Harbor Commissioners for the ports of Long Beach and Los Angeles have approved measures to ensure new trucks just entering drayage service meet the cleanest engine standards, a step designed to accelerate the reduction of harmful air emissions from trucks.
The move will require new trucks that visit marine terminals to be 2014 model year or newer. The requirement takes effect Oct. 1, 2018, and applies only to trucks that are not currently registered in the Ports Drayage Truck Registry (PDTR).
The Los Angeles Board of Harbor Commissioners approved the tariff amendment on June 21. The Long Beach Board of Harbor Commissioners took a similar action on June 25. Final approval is expected in July. The requirement does not apply to trucks already registered in the PDTR and current on their annual registration dues; those trucks will be able to continue operating. All trucks in port service are currently required to be 2007 model year or newer. About half of the trucks registered in the PDTR are at least 2010 model year.
The two neighboring ports coordinate on truck standards and other air quality measures as part of the San Pedro Bay Ports Clean Air Action Plan (CAAP). The tariff change is the first in a series of near-term and long-term steps the ports are taking to advance clean truck progress under the 2017 CAAP Update, approved last November. New strategies seek to phase out older trucks, with a goal of transitioning to zero-emissions trucks by 2035.

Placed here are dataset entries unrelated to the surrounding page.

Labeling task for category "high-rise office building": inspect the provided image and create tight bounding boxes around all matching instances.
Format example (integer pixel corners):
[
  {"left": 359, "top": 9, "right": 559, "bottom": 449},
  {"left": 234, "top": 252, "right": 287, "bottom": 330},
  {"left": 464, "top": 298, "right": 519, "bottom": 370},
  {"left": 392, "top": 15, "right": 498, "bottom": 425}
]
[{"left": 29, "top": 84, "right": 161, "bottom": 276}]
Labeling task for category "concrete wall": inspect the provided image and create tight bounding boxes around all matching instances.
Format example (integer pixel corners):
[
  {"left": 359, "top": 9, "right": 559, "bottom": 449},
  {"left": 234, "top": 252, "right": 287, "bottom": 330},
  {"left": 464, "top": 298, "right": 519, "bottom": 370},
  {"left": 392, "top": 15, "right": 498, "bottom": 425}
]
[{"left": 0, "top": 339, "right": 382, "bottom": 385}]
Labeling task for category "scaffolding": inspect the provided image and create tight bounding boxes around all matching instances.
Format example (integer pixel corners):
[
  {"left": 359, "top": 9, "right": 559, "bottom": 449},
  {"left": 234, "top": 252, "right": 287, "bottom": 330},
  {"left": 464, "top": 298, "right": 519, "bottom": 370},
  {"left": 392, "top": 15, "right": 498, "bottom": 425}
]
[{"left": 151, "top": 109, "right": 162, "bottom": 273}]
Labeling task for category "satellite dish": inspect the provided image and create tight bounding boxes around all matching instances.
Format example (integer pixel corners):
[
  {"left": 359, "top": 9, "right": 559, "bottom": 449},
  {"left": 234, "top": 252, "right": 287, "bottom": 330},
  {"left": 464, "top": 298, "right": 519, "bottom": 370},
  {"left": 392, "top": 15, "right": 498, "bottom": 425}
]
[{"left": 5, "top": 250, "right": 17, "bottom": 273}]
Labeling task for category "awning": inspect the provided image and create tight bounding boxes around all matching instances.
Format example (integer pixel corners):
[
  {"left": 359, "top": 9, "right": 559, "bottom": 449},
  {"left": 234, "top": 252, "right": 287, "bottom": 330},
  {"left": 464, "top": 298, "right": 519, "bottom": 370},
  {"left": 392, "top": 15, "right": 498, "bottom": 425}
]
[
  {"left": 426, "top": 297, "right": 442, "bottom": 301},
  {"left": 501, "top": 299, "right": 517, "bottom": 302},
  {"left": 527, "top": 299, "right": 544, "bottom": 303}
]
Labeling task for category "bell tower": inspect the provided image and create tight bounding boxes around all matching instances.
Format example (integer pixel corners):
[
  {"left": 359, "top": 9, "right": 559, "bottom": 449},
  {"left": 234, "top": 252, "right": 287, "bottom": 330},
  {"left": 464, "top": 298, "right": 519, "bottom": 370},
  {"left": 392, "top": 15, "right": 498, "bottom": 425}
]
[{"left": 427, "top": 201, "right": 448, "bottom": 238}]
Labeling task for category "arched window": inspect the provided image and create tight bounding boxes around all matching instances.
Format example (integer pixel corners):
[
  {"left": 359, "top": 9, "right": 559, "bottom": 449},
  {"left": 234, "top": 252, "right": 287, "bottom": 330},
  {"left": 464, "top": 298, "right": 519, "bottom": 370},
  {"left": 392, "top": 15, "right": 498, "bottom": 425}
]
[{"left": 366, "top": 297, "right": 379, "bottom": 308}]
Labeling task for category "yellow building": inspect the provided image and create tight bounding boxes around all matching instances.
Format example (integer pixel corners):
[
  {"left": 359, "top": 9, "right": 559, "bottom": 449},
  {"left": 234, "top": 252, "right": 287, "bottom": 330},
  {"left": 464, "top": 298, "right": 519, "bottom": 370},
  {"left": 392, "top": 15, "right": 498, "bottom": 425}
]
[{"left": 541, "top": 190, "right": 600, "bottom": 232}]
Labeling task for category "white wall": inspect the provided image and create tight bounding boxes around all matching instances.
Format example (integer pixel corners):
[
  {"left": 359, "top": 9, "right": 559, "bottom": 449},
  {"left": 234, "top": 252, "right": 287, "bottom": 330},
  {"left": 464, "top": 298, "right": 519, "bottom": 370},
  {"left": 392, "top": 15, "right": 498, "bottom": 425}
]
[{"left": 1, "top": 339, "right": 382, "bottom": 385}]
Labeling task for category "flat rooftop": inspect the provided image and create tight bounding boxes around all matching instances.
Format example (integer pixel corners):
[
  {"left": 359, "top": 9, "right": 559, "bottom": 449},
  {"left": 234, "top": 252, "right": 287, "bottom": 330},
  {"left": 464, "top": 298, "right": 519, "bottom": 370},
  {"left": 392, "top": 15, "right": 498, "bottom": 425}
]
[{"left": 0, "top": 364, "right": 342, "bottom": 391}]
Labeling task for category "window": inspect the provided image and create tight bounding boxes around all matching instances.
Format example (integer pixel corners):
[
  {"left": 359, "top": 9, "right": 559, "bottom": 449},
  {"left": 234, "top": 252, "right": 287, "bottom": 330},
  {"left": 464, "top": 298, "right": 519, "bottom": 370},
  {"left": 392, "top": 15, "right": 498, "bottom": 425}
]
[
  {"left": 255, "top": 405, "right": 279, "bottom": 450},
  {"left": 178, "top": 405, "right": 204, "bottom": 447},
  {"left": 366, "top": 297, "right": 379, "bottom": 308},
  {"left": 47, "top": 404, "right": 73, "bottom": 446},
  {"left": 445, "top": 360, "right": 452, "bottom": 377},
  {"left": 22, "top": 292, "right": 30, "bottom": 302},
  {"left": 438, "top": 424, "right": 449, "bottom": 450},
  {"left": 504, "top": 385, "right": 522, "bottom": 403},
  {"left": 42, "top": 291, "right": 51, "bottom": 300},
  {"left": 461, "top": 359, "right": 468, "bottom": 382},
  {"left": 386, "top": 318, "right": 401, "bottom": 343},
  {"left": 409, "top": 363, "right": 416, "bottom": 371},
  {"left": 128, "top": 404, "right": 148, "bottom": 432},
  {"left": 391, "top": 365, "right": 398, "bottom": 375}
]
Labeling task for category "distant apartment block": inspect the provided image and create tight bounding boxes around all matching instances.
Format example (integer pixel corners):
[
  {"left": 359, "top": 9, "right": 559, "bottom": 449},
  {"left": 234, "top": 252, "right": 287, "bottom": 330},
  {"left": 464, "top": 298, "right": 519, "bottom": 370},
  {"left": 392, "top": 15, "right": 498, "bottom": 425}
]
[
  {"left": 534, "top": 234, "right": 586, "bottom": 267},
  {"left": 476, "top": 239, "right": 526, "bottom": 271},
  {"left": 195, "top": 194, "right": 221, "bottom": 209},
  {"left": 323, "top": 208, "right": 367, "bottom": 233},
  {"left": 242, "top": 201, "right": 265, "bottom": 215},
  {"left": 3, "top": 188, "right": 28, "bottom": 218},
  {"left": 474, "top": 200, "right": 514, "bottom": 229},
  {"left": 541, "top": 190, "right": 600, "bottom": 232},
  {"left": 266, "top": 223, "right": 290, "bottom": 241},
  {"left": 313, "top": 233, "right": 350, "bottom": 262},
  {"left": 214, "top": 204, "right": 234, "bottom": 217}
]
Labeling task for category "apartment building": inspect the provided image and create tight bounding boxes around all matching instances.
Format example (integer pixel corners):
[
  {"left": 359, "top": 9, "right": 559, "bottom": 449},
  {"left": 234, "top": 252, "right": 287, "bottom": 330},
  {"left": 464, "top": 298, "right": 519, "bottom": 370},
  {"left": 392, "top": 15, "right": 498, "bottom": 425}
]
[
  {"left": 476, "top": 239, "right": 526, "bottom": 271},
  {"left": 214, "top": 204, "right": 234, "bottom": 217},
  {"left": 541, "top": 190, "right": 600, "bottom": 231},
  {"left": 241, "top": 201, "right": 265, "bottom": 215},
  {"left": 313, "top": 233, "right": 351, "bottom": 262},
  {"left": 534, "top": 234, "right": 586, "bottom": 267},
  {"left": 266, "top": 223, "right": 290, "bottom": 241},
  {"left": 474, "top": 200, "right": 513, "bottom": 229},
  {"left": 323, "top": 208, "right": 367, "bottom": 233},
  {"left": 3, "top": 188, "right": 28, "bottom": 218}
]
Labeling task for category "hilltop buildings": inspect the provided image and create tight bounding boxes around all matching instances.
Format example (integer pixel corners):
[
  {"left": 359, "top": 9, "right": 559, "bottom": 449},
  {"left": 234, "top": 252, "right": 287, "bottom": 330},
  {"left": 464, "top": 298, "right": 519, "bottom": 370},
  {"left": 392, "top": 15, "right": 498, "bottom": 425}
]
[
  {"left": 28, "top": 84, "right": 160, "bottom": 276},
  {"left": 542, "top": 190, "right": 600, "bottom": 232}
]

Future steps include waiving the annual PDTR registration fee for near-zero and zero emissions trucks and charging a rate for cargo moves by truck with exemptions for trucks that meet near-zero and zero emissions standards. The latter is envisioned to begin in mid-2020. The ports will conduct a truck rate study and feasibility assessments prior to proposing rate changes. About 17,000 trucks are registered to work in the San Pedro Bay port complex.
Reducing pollution from heavy-duty trucks has played a major role in dramatic clean air progress at the San Pedro Bay Ports. Since 2005, the ports have reduced overall emissions of diesel particulate matter 87 percent, sulfur dioxide 97 percent and nitrogen oxides 56 percent, according to the most recent air emissions inventories.
The Port of Los Angeles and Port of Long Beach are the two largest ports in the nation, first and second respectively, and combined are the ninth-largest port complex in the world. The two ports handle nearly 40 percent of the nation’s total containerized import traffic and 25 percent of its total exports. Trade that flows through the San Pedro Bay ports complex generates more than 3 million jobs nationwide.